JuliaIO / JLD2.jl

HDF5-compatible file format in pure Julia
Other
549 stars 85 forks source link

save julia objects as a self contained group in a "normal" hdf5 file #398

Closed tkuraku closed 3 months ago

tkuraku commented 2 years ago

This is a feature request that I had when I was interacting with some hdf5 files that were created from a separate program. With jld2 I can't save a Julia object into an existing hdf5 file because it isn't a "JLD2" file. Instead of making the file a JLD2 file, it would be super useful to have each saved Julia object to be a self contained jld2 group so that they could readily be saved into an existing "normal" hdf5 file. This would be awesome for interoperability for files that don't originate from Julia. In the same vain standard data types such as standard arrays could be transparently written and read like how they are in HDF5.jl, and only more complex Julia objects would need to be serialized into a JLD2 group.

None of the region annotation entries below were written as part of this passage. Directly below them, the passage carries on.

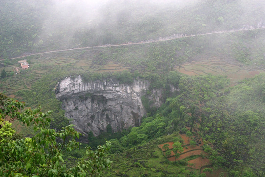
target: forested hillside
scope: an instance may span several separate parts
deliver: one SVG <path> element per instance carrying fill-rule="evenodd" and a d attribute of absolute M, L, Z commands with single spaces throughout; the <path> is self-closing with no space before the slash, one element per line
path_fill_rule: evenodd
<path fill-rule="evenodd" d="M 1 0 L 0 176 L 265 176 L 264 9 L 262 0 Z M 56 99 L 59 83 L 78 78 L 64 86 L 69 104 L 96 111 L 97 137 L 69 126 L 91 124 L 75 126 L 81 118 Z M 127 111 L 136 126 L 94 120 L 111 122 L 108 99 L 123 111 L 115 104 L 129 93 L 144 108 Z"/>

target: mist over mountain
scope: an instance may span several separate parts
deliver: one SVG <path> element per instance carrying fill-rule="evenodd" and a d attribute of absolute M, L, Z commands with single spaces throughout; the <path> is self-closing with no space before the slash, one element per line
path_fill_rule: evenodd
<path fill-rule="evenodd" d="M 1 59 L 265 23 L 261 0 L 2 0 L 1 5 Z"/>
<path fill-rule="evenodd" d="M 0 176 L 86 176 L 111 161 L 96 175 L 265 176 L 265 10 L 264 0 L 0 0 Z M 65 128 L 83 144 L 59 150 Z M 106 140 L 106 156 L 92 153 L 103 163 L 77 162 Z"/>

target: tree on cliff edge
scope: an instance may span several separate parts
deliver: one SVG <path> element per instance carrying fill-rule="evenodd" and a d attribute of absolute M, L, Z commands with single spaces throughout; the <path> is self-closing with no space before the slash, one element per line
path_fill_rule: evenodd
<path fill-rule="evenodd" d="M 50 129 L 51 111 L 42 113 L 40 107 L 23 110 L 25 103 L 0 93 L 0 176 L 1 177 L 97 177 L 112 162 L 106 157 L 110 142 L 99 146 L 95 151 L 87 147 L 86 157 L 70 168 L 64 163 L 63 151 L 79 147 L 79 138 L 72 125 L 59 132 Z M 6 121 L 18 119 L 32 126 L 31 138 L 16 139 L 15 131 Z"/>

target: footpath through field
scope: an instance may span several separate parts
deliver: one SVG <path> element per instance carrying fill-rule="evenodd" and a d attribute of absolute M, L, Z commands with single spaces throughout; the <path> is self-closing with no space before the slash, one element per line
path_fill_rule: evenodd
<path fill-rule="evenodd" d="M 55 53 L 55 52 L 69 51 L 80 50 L 80 49 L 93 49 L 93 48 L 96 48 L 117 47 L 117 46 L 129 46 L 129 45 L 132 45 L 148 44 L 148 43 L 155 43 L 155 42 L 169 41 L 169 40 L 174 40 L 176 39 L 182 38 L 185 38 L 185 37 L 195 37 L 195 36 L 204 36 L 204 35 L 211 35 L 211 34 L 223 34 L 223 33 L 232 33 L 232 32 L 241 32 L 241 31 L 244 31 L 256 30 L 259 30 L 259 29 L 264 29 L 264 28 L 265 28 L 265 26 L 262 26 L 261 27 L 256 28 L 252 28 L 250 29 L 241 29 L 237 30 L 228 30 L 228 31 L 215 31 L 215 32 L 210 32 L 210 33 L 204 33 L 204 34 L 197 34 L 196 35 L 186 35 L 186 34 L 174 35 L 173 36 L 166 37 L 163 38 L 159 38 L 159 39 L 157 39 L 157 40 L 149 40 L 146 41 L 142 41 L 142 42 L 136 42 L 136 43 L 127 43 L 125 44 L 113 44 L 113 45 L 106 44 L 106 45 L 98 46 L 79 47 L 79 48 L 73 48 L 73 49 L 58 50 L 52 51 L 49 51 L 49 52 L 40 52 L 40 53 L 37 53 L 24 55 L 22 56 L 14 57 L 14 58 L 8 59 L 19 59 L 19 58 L 23 58 L 25 57 L 32 56 L 34 56 L 36 55 L 40 55 L 40 54 L 50 54 L 50 53 Z M 4 61 L 4 59 L 0 60 L 0 61 Z"/>

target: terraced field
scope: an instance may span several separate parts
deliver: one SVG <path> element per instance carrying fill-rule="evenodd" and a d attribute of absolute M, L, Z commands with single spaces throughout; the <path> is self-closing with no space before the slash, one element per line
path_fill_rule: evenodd
<path fill-rule="evenodd" d="M 224 59 L 218 59 L 217 57 L 210 57 L 205 59 L 185 63 L 180 68 L 176 67 L 175 69 L 191 76 L 207 74 L 226 76 L 230 79 L 231 85 L 234 85 L 239 80 L 265 72 L 265 68 L 258 66 L 247 68 L 239 62 L 228 61 L 229 60 Z"/>
<path fill-rule="evenodd" d="M 190 129 L 190 128 L 189 127 Z M 188 129 L 189 129 L 188 128 Z M 196 128 L 194 129 L 196 132 Z M 212 162 L 207 158 L 208 154 L 202 149 L 202 146 L 204 143 L 201 138 L 197 136 L 193 136 L 188 137 L 185 134 L 179 134 L 179 138 L 181 138 L 180 142 L 182 142 L 183 151 L 180 154 L 178 158 L 176 158 L 175 153 L 172 151 L 173 148 L 174 142 L 170 142 L 158 145 L 158 147 L 162 150 L 164 155 L 165 155 L 165 150 L 163 149 L 163 146 L 168 144 L 168 149 L 170 150 L 171 154 L 167 156 L 167 159 L 171 162 L 183 160 L 186 160 L 188 163 L 188 167 L 194 170 L 199 170 L 201 173 L 205 173 L 207 177 L 219 177 L 222 174 L 223 177 L 226 177 L 226 174 L 223 173 L 222 169 L 214 169 L 211 167 Z M 196 145 L 191 145 L 190 140 L 193 139 L 196 142 Z M 213 173 L 203 172 L 203 170 L 206 168 L 211 168 L 213 170 Z"/>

JonasIsensee commented 2 years ago

Hi @tkuraku ,

In the same vain standard data types such as standard arrays could be transparently written and read like how they are in HDF5.jl, and only more complex Julia objects would need to be serialized into a JLD2 group.

this is already the case.

On the more general case: to do what you are suggesting, you need to be able to read and edit normal hdf5 files. This is hard. JLD2 does not rely on the hdf5 binary dependency and instead reimplements a part of the hdf5 format spec. (which is huge - lots of bit-fiddling)

Because I also found this lack of cooperability quite frustrating, I created #388 . With this PR it is possible to read a large portion of hdf5 files. However, the format spec does only states what a file needs to look like, to be valid - not how to create it. JLD2 files use the simplest way to create these files and leave out many optimizations. ( groups are really just lists and not funky heap structures) This is reasonably easy to produce and edit. However, to edit just any hdf5 file out there, you would need to implement the algorithms to update the more complex structures.

This is possible but also a significant undertaking.

tkuraku commented 2 years ago

I see, if you don't rely on the hdf5 binary it becomes a very big task indeed. Maybe a alternative for the case when you need cooperability have the jld2 provide a serialization and de-serialization function that can be used in conjunction with HDF5.jl using the hdf5 binaries, and in the case when you don't you can use the jld2 library as is? Maybe something like this:

h5open(data_file, "w") do fd
    fd["julia_object"] = jld2.serialize(my_object)
end

h5open(data_file, "r") do fd
    my_object = jld2.deserialize(fd["julia_object"])
end

Just an idea. Thanks for all your hard work!

pvillacorta commented 9 months ago

Hi, I am really interested in this. I would need to store julia objects (specifically, functions) as a subset of a bigger HDF5 file. Have there been any new developments regarding this? Thank you.

JonasIsensee commented 8 months ago

Hi, I am really interested in this. I would need to store julia objects (specifically, functions) as a subset of a bigger HDF5 file. Have there been any new developments regarding this? Thank you.

functions are the one main thing that JLD2 cannot store. (only by referencing the name...)